Ziel müsse es sein, gesunde Lebensbedingungen zu schaffen, gesundheitsförderndes Verhalten zu erleichtern und Hochrisikogruppen frühzeitig zu identifizieren. Zudem sei Prävention wichtig, die in der Schwangerschaft und in den ersten Lebensjahren ansetze, z. B. über Programme in Kindergärten und Schulen. Die Leopoldina fordert aber auch staatliche Maßnahmen wie eine Zuckersteuer, eine verminderte Mehrwertsteuer auf gesunde Lebensmittel und Werbeverbote für ungesunde Produkte, die sich an Kinder und Jugendliche richten. Auch seien therapeutische Ansätze essenziell, um Betroffene zu behandeln und ihre Lebensqualität zu verbessern.
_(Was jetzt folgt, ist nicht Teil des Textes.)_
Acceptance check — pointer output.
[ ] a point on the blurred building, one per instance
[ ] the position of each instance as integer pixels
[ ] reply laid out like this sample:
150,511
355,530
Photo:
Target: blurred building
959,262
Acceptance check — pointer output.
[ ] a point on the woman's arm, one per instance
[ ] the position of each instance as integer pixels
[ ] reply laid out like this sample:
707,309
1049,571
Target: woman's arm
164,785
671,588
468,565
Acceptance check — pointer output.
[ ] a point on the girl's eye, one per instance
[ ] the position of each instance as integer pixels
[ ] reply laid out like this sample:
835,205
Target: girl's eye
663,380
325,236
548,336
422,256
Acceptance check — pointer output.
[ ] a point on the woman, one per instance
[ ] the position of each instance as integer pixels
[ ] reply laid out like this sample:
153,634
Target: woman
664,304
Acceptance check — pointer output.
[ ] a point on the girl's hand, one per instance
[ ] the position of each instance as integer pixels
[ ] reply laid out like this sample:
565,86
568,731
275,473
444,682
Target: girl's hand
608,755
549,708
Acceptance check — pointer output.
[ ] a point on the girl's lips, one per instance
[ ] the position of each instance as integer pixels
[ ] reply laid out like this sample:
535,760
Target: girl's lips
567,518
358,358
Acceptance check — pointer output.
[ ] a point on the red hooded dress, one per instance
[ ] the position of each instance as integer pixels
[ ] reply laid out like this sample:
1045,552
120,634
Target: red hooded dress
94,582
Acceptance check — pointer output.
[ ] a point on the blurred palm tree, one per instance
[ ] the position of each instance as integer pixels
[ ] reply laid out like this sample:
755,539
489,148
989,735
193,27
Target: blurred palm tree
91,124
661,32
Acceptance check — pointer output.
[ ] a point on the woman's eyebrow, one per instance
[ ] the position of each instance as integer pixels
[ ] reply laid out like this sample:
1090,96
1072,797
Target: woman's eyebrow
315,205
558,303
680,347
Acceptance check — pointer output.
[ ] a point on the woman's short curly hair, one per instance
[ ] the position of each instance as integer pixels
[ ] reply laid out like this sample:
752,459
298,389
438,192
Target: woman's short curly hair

Die Deutsche Gesellschaft für Innere Medizin e. V. (DGIM) unterstützt dies: Aus Sicht der Inneren Medizin sind vor allem Luftverschmutzung, Hitze sowie Lärm zentrale gesundheitliche Risikofaktoren im gesamten Spektrum internistischer Erkrankungen – allesamt Faktoren mit teilweise weiterhin steigender Belastung.
Als Konsequenz fordert die DGIM deshalb, Umweltbelastungen systemisch in Prävention, Krankenversorgung und politische Entscheidungen stärker einzubeziehen als das bisher der Fall ist – wissenschaftsbasiert, patientenorientiert und mit Blick auf vulnerable Bevölkerungsgruppen.
Die aktuelle DGIM-Vorsitzende Prof. Dr. med. Dagmar Führer-Sakel (Essen) äußerte sich dazu wie folgt: „Gesundheit ist ein Zusammenspiel aus inneren und äußeren Faktoren. Umweltstressoren erhöhen das Risiko nicht nur für Herz-Kreislauf-Erkrankungen, sondern auch für Krebs, Diabetes und Adipositas sowie viele weitere internistische Erkrankungen.“
Im Lauf des Lebens erkrankt fast jeder zweite Mann (49 %) und erkranken mehr als zwei von fünf Frauen (43 %) an Krebs, etwa jede sechste Frau und jeden siebten Mann trifft die Krankheit vor dem 65. Lebensjahr. Die altersstandardisierten Inzidenzraten für das maligne Melanom sind z. B. steigend: Die Rate zwischen 1999 und 2023 stieg von 19,3 auf 32,2 pro 100 000 Personen bei Männern und von 18,8 auf 29,5 bei Frauen. Beim Gebärmutterhalskrebs gibt es einen leicht rückläufigen Trend: Bei den 20- bis 34-Jährigen ist die Rate von 7,8 pro 100 000 Frauen (2015) auf 4,3 (2023) gesunken. Bei der nächsthöheren, ungeimpften Atersgruppe (35 – 49 Jahre) zeigt sich im gleichen Zeitraum kein eindeutiger Trend. Auch bei Lungenkrebs gibt es bei den Neuerkrankungsraten zwischen den verschiedenen Altersgruppen Unterschiede: Bei den 40- bis 59-Jährigen ist seit etwa 2014 ein Rückgang zu verzeichnen, während die Raten bei Frauen in höheren Altersgruppen zunahmen.